Mixed-integer programming solvers have experienced tremendous progress in the last decades, while almost no attention has been paid to exact computations. Most mixed-integer programming solvers, in particular, the state-of-the-art ones CPLEX, Gurobi, MOSEK, SCIP, and Xpress, are numerical solvers, i.e., they use finite-precision binary floating-point arithmetic, which is a compromise between speed and correctness. Such solvers cannot provide any guarantee of correct results. Due to a number of reasons, for many industrial applications near optimal solutions are sufficient. This situation changes fundamentally when mixed-integer programming is used to establish theoretical results, when feasibility questions are considered, and when serious legal and financial consequences may result from incorrect solutions.

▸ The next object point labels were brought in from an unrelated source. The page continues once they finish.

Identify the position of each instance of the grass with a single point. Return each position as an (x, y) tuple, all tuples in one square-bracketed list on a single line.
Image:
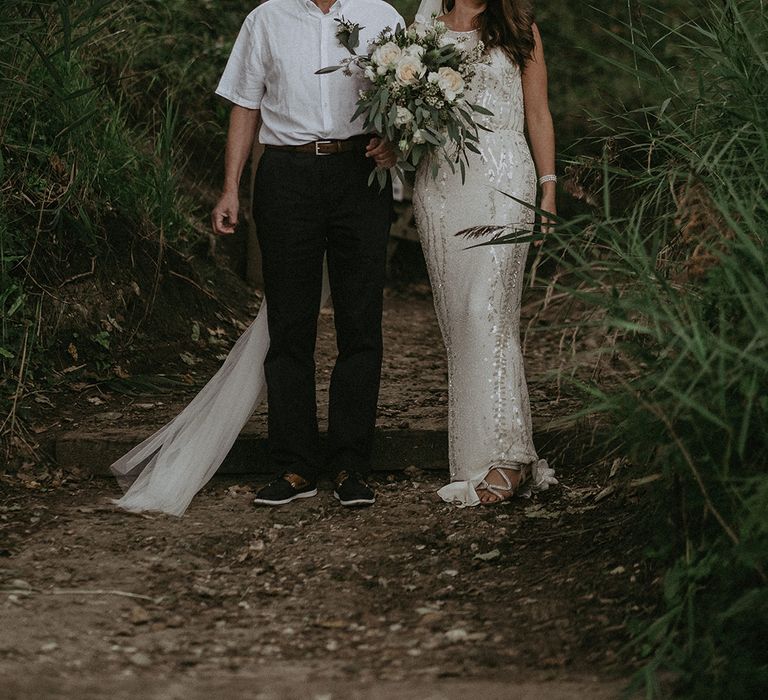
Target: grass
[(672, 262)]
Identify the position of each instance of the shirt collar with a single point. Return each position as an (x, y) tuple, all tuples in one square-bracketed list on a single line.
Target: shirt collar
[(336, 8)]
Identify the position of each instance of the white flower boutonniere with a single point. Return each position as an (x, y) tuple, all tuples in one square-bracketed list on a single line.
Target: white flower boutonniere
[(348, 34)]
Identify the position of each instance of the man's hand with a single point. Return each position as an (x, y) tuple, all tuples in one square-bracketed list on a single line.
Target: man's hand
[(382, 152), (224, 215)]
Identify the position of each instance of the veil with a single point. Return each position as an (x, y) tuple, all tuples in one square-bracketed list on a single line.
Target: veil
[(428, 9), (164, 472)]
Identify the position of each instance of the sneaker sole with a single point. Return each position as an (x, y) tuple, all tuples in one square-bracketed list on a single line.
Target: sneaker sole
[(356, 502), (303, 494)]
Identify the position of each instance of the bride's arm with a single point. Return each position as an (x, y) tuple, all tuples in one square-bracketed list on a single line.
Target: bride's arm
[(243, 126), (538, 119)]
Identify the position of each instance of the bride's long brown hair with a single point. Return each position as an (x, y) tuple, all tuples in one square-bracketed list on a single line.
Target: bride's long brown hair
[(508, 25)]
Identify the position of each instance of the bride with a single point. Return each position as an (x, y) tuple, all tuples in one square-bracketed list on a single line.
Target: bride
[(477, 293)]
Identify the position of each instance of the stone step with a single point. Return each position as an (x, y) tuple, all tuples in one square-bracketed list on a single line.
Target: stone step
[(394, 450)]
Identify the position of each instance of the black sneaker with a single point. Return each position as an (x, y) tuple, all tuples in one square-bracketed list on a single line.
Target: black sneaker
[(351, 490), (285, 489)]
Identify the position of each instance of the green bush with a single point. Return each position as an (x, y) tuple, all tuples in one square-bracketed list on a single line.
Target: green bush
[(674, 264)]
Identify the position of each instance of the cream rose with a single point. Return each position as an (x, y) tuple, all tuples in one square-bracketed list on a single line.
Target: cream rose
[(415, 50), (404, 116), (409, 70), (387, 55), (450, 82)]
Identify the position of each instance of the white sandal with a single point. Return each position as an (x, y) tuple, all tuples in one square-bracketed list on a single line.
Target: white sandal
[(503, 493)]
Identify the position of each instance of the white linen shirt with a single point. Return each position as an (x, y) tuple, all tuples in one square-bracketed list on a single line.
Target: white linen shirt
[(273, 62)]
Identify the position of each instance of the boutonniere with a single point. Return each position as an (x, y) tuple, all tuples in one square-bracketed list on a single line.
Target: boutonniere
[(348, 34)]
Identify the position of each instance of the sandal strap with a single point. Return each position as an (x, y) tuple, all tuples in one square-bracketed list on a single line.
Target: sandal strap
[(505, 491)]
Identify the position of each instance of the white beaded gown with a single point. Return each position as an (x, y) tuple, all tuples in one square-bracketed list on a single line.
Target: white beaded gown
[(477, 291)]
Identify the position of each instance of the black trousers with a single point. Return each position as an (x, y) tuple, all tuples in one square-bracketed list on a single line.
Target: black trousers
[(305, 207)]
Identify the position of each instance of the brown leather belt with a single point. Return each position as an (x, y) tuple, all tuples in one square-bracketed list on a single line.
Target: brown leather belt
[(328, 147)]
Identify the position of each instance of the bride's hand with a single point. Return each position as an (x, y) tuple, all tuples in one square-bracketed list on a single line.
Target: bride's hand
[(224, 215), (548, 204)]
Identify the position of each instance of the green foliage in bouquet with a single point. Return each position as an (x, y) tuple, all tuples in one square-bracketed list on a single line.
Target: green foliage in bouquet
[(416, 97)]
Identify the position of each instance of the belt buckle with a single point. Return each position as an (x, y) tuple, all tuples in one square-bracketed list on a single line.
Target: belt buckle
[(317, 149)]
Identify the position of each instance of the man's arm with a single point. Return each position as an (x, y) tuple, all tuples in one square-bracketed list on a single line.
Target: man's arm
[(243, 126)]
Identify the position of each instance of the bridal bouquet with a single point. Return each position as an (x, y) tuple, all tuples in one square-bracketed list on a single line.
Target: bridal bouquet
[(416, 98)]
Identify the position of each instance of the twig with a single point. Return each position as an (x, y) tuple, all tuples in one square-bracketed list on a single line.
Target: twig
[(102, 591), (210, 295), (82, 274)]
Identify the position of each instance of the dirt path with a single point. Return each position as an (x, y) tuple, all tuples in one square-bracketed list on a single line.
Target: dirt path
[(410, 589), (409, 599)]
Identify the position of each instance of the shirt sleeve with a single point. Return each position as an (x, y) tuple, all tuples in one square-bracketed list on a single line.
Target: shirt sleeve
[(243, 79)]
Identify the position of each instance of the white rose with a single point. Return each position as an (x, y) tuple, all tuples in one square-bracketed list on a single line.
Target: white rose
[(409, 70), (415, 50), (387, 55), (404, 116), (450, 82)]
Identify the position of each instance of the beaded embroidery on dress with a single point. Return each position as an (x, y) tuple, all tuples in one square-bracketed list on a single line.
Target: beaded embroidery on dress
[(477, 291)]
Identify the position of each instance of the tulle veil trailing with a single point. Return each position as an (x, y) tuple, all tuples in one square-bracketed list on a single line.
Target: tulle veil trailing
[(165, 471)]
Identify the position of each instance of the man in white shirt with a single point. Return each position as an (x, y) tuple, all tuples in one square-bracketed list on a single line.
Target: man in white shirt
[(312, 199)]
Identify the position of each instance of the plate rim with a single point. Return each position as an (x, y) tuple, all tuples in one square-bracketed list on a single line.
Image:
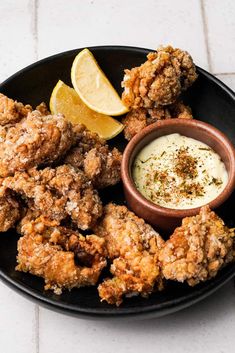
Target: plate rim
[(155, 310)]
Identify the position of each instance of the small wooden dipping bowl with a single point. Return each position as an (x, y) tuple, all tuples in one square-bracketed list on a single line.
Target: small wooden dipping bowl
[(168, 218)]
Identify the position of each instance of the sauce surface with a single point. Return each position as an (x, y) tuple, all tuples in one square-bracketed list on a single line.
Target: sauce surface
[(179, 172)]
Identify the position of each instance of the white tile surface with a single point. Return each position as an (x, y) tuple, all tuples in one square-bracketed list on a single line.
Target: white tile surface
[(62, 25), (221, 34), (17, 36), (137, 23), (206, 327), (17, 323)]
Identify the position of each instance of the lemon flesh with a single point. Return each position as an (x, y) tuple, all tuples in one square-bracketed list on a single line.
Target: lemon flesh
[(65, 100), (93, 87)]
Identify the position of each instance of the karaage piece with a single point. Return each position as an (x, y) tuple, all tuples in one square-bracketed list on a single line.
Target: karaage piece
[(9, 211), (198, 249), (34, 140), (101, 164), (12, 111), (58, 193), (137, 119), (43, 109), (63, 257), (133, 246), (160, 80)]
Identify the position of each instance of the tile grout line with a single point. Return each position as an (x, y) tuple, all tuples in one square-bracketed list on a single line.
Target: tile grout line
[(35, 28), (205, 30), (35, 37)]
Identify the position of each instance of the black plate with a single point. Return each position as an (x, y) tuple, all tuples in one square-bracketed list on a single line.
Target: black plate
[(211, 101)]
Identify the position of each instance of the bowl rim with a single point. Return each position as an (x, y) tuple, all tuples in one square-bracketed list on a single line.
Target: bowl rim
[(130, 186)]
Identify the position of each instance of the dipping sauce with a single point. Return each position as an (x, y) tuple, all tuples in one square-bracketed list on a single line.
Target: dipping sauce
[(179, 172)]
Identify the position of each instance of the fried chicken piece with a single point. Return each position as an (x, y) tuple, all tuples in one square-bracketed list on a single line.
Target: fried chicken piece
[(12, 111), (101, 165), (35, 140), (58, 193), (160, 80), (63, 257), (9, 211), (133, 246), (198, 249), (137, 119)]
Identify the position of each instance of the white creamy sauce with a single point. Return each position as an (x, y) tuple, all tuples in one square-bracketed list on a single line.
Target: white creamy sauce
[(179, 172)]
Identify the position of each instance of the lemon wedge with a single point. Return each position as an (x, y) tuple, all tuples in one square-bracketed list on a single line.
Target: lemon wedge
[(66, 101), (93, 87)]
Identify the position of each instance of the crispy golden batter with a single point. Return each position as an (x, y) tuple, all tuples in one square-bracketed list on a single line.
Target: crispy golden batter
[(133, 246), (33, 141), (43, 109), (160, 80), (101, 164), (137, 119), (198, 249), (12, 111), (63, 257), (9, 211), (58, 193)]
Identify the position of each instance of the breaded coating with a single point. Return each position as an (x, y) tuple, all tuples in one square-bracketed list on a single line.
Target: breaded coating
[(198, 249), (12, 111), (43, 109), (63, 257), (58, 193), (101, 164), (35, 140), (133, 246), (160, 80), (9, 211), (137, 119)]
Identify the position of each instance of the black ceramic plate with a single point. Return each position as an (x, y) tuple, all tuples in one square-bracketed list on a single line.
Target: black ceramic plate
[(211, 101)]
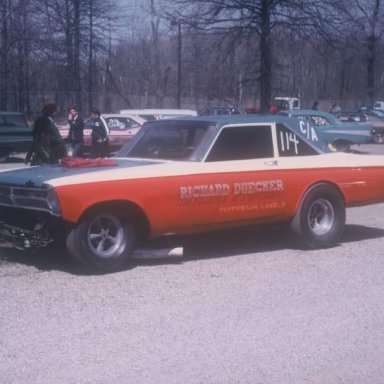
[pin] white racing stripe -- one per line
(168, 169)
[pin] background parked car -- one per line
(157, 114)
(15, 134)
(334, 131)
(121, 129)
(374, 117)
(210, 111)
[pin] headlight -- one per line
(53, 201)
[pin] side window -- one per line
(242, 143)
(290, 144)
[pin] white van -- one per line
(156, 114)
(379, 105)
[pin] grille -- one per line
(24, 197)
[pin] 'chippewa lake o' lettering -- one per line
(224, 189)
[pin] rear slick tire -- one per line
(102, 242)
(320, 219)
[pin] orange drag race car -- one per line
(188, 175)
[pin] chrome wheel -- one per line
(321, 217)
(105, 236)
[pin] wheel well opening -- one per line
(124, 210)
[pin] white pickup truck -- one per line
(284, 103)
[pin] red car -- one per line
(121, 129)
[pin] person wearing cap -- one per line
(76, 131)
(48, 146)
(100, 131)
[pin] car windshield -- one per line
(168, 140)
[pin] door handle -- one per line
(271, 163)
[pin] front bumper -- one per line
(23, 239)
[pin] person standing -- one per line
(48, 146)
(76, 131)
(315, 105)
(100, 132)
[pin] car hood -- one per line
(37, 176)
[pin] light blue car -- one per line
(341, 135)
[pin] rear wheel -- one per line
(319, 222)
(103, 242)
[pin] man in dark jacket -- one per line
(76, 132)
(100, 131)
(48, 146)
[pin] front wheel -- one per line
(378, 137)
(103, 242)
(319, 222)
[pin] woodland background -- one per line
(118, 54)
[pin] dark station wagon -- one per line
(15, 134)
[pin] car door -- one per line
(239, 180)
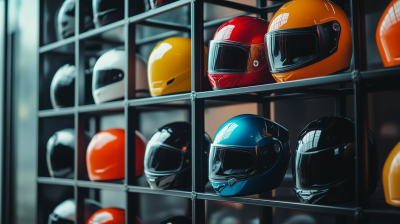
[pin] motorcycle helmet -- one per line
(64, 213)
(62, 87)
(391, 177)
(323, 161)
(110, 216)
(107, 11)
(157, 3)
(105, 156)
(237, 55)
(109, 73)
(250, 154)
(308, 38)
(169, 66)
(60, 153)
(168, 157)
(387, 35)
(177, 220)
(66, 19)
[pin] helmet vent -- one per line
(170, 81)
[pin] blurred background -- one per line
(23, 65)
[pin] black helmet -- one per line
(177, 220)
(62, 87)
(323, 161)
(66, 19)
(60, 153)
(168, 156)
(107, 11)
(64, 213)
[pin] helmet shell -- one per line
(253, 131)
(115, 60)
(169, 66)
(387, 35)
(62, 87)
(307, 13)
(178, 136)
(105, 156)
(391, 177)
(331, 134)
(245, 30)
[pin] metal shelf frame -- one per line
(197, 101)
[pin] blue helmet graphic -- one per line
(250, 154)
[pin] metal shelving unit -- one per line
(334, 85)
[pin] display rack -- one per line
(357, 82)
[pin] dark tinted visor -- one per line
(227, 162)
(232, 57)
(320, 169)
(291, 49)
(55, 219)
(107, 77)
(163, 158)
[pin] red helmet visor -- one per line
(235, 58)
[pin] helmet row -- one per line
(65, 213)
(96, 13)
(250, 154)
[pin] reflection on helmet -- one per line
(177, 220)
(308, 38)
(387, 35)
(64, 213)
(66, 19)
(323, 161)
(60, 153)
(391, 177)
(250, 154)
(237, 54)
(109, 77)
(169, 66)
(63, 86)
(168, 157)
(105, 156)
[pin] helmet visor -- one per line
(107, 77)
(164, 158)
(321, 169)
(233, 57)
(227, 162)
(291, 49)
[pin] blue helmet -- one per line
(250, 154)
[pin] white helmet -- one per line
(109, 77)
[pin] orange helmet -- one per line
(391, 177)
(308, 38)
(387, 35)
(110, 216)
(105, 156)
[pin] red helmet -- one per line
(105, 156)
(110, 216)
(237, 56)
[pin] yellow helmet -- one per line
(169, 66)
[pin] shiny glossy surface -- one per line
(391, 177)
(388, 35)
(324, 160)
(252, 131)
(241, 30)
(109, 216)
(307, 13)
(105, 156)
(169, 66)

To underline the necessity of exact solvers, this thesis, first, analyzes how strong the error-proneness inherent in finite-precision binary floating-point systems influences the results of numerical mixed-integer programming solvers. We employ two important theoretical concepts from numerical mathematics therefor: condition of a problem instance and stability of an algorithm. In addition, we test the stability of SCIP on the Miplib benchmarking libraries, discuss how to identify instances of the mixed-integer programming problem on which current solvers face numerical difficulties, and build the first large test set of numerically difficult instances.
This thesis, then, shows that it is possible to solve instances of the mixed-integer programming problem exactly over the rational numbers without introducing a large overhead in running time compared to solving them numerically. This applies to numerically easy as well as to numerically difficult instances. While earlier attempts in that direction showed slow-downs of orders of magnitudes, we provide the first efficient exact branch-and-bound solver. As our focus is exclusively on the branch-and-bound procedure, we compared the exact solver against a numerical solver restricted to pure branch-and-bound. The key ingredients of the exact solver are as follows. The first one is the new hybrid rational/safe floating-point approach. The second one is to dynamically choose the fastest of several safe dual bounding methods depending on the structure of the instance. The third one is the sophisticated integration of iterative refinement for linear programming, a new technique to improve the stability of numerical linear programming solvers, into the solution process of the exact mixed-integer programming solver.}
}